The closures and the dampening surrounding Shue’s settings lead to a flow of introspection and reflection. When one cannot go out, one explores within. In #3, the poet comments on how she learned poetry (“its silences, and its cadences”), and in #5 she discusses how the world is becoming ever-more-virtual (“Almost Real. / Almost.”). Shue moves between observation, pondering, and personal confessions. She confesses about relationships (that she started to see her therapist on Zoom in #14), about grief and desperation (“Because it is impossible to call out for help when you are choking on your heart” from #32)), and about a desire for connection (“Is it wrong to want someone, somewhere, to hold you, if only in their minds?” from #51). Shue’s range of investigation is huge, keeping the book opening further and further, building upon itself, setting the poet’s world through the language, across the many pieces.

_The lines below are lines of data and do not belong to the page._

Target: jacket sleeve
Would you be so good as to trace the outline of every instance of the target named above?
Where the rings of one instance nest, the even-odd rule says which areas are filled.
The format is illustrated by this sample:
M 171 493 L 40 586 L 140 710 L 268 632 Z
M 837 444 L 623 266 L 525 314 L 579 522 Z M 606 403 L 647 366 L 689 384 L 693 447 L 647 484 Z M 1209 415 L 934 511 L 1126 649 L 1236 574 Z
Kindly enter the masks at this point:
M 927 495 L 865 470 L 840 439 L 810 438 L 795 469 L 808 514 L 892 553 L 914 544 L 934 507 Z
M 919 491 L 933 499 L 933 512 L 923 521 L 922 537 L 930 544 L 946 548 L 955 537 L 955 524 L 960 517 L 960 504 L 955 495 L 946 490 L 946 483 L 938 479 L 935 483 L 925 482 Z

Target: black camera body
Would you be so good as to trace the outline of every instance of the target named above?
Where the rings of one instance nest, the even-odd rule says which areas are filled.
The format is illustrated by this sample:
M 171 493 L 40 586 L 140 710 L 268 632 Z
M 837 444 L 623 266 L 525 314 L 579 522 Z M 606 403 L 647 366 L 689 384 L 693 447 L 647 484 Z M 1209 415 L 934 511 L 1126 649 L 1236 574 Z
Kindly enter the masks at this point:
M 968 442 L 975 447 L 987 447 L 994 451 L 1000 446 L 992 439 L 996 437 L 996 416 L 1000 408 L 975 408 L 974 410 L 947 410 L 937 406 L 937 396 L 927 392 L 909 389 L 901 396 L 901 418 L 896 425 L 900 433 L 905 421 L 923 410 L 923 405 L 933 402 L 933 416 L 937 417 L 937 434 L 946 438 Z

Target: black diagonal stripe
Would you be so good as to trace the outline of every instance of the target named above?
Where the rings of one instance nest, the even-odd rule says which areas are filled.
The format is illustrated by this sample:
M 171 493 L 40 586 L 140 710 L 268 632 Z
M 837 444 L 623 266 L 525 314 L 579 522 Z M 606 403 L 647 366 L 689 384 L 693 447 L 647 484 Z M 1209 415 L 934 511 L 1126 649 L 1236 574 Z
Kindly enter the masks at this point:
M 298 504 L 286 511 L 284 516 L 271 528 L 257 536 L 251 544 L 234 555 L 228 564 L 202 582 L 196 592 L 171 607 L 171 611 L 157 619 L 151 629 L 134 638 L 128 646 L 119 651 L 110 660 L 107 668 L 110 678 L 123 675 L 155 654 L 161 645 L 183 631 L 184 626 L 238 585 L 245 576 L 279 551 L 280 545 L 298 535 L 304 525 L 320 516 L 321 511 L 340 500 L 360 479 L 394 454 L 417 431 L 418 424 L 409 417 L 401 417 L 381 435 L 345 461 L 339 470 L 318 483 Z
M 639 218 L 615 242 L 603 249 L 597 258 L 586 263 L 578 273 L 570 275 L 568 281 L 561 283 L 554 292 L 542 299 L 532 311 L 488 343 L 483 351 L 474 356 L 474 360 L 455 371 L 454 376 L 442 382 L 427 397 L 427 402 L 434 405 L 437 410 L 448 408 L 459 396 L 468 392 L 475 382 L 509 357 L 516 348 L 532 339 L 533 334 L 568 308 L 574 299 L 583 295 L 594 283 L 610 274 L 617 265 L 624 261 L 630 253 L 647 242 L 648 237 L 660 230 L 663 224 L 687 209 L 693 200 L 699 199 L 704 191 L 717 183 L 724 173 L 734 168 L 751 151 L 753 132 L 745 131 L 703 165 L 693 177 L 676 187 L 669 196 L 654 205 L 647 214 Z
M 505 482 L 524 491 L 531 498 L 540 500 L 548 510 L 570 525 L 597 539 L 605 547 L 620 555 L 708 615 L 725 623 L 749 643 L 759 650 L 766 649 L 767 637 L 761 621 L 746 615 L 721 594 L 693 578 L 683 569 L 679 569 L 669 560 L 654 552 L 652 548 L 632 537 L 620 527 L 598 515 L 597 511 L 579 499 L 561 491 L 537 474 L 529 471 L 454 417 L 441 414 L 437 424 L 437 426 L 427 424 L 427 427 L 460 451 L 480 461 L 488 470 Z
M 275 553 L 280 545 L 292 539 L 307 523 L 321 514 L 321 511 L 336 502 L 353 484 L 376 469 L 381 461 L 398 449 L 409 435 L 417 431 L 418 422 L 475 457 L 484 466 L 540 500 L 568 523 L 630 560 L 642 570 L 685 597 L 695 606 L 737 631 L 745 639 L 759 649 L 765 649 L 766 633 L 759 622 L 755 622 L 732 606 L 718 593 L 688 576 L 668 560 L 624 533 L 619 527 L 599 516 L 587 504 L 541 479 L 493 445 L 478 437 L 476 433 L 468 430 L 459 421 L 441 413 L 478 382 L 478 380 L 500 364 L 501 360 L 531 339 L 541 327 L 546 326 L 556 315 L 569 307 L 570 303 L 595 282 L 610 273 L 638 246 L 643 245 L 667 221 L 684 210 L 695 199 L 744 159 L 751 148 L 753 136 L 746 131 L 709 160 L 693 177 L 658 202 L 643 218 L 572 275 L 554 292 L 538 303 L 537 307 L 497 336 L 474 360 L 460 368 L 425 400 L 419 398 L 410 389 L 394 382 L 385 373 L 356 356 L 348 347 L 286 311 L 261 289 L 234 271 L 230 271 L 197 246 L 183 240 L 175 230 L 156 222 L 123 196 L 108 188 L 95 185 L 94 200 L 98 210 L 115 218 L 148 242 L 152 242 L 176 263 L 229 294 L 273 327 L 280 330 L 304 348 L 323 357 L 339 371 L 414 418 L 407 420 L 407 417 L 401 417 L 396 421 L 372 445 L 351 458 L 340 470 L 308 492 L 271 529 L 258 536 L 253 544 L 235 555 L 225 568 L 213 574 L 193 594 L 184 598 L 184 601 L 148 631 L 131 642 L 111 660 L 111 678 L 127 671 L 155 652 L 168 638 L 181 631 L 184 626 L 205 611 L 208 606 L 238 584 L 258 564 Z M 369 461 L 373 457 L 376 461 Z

Often Shue’s book feels alive as it moves between symbolic statements and complex questions, and the concrete descriptions of life in the pandemic. There is a strength between the movement back and forth. It feels like a journal, and a notebook, a collection of spontaneous yet serious comments through one chapter of our collective history. This movement is surreal, it often moves between what is real in the mind and what is real in tangible space:

The health department has drawn white chalk circles on the grass, so we can safely sit in the park. (from 45)

Meanwhile, it feels ever so ordinary, ever so normal as Shue writes about self, about family, about neighbors and community. Bridge of Knots holds itself in multiple directions: a poet’s constrictions during the pandemic matched evenly with a poet’s commitments to the wellness and growth of the world that surrounds her.